He looked at her; she was quite in earnest.
"I suppose it to be different," he answered. "You must remember how little you have told me."
"I thought I told you a good deal! However, the atmosphere of a reception is no place for such subjects, and I can understand that you did not take it in. That is the reason I asked you to come and see me here. Shall I begin at once? It seems rather abrupt."
"I enjoy abruptness; I have not heard any for a long time."
"That I can understand, too; I suppose the society here is all finished off—there are no rough ends."
"There are ends. If not rough, they are often sharp."
But Miss Macks did not stop to analyze this; she was too much occupied with her own subject.

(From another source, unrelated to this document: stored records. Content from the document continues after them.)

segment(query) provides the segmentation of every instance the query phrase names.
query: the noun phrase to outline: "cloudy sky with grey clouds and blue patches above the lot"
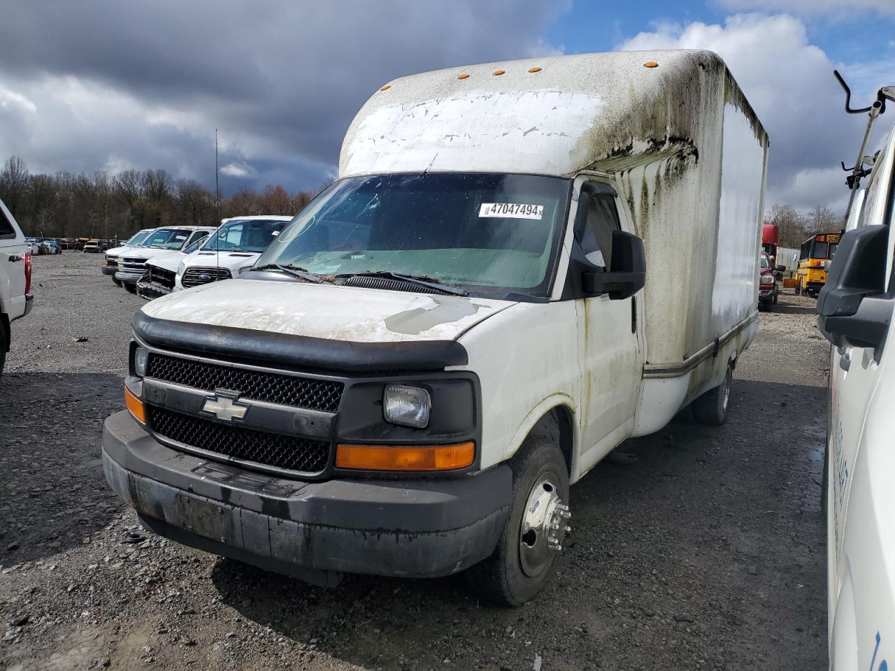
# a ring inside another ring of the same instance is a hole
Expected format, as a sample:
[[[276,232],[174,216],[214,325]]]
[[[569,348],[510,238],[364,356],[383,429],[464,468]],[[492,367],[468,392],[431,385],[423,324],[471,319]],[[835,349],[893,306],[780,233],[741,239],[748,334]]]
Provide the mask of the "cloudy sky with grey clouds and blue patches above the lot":
[[[769,204],[841,209],[839,161],[851,165],[865,119],[843,113],[831,71],[861,100],[895,84],[895,0],[0,0],[0,9],[0,161],[22,157],[31,172],[158,167],[213,185],[217,128],[226,191],[297,191],[335,176],[354,113],[396,76],[701,47],[728,62],[771,135]]]

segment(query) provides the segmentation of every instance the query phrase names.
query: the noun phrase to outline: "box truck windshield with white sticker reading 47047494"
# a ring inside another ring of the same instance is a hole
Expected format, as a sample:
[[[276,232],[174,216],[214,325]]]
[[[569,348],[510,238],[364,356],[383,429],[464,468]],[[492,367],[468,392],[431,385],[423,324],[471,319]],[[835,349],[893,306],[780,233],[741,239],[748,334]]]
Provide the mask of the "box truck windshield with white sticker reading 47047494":
[[[522,174],[388,174],[333,184],[256,267],[389,272],[476,293],[546,295],[570,182]]]

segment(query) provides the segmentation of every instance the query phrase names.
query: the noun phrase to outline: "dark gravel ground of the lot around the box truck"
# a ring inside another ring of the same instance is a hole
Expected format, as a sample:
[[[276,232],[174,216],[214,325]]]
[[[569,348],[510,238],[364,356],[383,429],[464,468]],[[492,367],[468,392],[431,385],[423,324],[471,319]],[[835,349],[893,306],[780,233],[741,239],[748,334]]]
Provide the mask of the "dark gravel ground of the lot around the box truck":
[[[320,590],[141,531],[99,461],[140,300],[98,263],[34,260],[0,378],[0,668],[826,667],[813,300],[761,314],[724,427],[675,420],[572,489],[558,574],[508,609],[462,576]]]

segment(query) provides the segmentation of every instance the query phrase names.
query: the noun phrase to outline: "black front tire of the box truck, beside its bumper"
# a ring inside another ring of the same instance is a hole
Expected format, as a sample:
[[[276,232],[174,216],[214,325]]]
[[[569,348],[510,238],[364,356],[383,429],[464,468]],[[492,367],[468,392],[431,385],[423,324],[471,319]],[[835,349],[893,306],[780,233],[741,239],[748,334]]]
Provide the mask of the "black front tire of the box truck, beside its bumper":
[[[526,440],[511,468],[512,505],[498,546],[491,556],[466,571],[466,579],[473,591],[501,606],[521,606],[541,591],[559,556],[558,550],[551,549],[548,542],[551,533],[548,526],[550,522],[558,522],[559,528],[567,529],[568,516],[566,459],[548,438]],[[540,497],[539,505],[528,505],[533,497]],[[546,510],[544,520],[547,523],[539,526],[537,531],[532,528],[523,533],[526,508]],[[552,533],[557,533],[561,539],[566,531]]]

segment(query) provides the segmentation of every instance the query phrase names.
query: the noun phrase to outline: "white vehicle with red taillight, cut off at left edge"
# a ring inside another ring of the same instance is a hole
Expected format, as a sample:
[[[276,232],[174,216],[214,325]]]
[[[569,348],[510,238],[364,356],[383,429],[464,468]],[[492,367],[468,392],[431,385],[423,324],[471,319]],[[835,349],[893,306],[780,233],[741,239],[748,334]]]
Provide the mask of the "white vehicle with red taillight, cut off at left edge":
[[[34,306],[31,252],[13,213],[0,200],[0,375],[12,342],[12,323]]]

"I will begin immediately, then," she said. "It will be rather long; but if you are to understand me you ought, of course, to know the whole."
"My chair is very comfortable," replied Noel, placing his hat and gloves on the sofa near him, and taking an easy position with his head back.
Miss Macks thought that he ought to have said, "The longer it is, the more interesting," or something of that sort. She had already described him to her mother as "not over-polite. Not rude in the least, you know—as far as possible from that; wonderfully smooth-spoken; but yet, somehow—awfully indifferent." However, he was Raymond Noel; and that, not his politeness or impoliteness, was her point.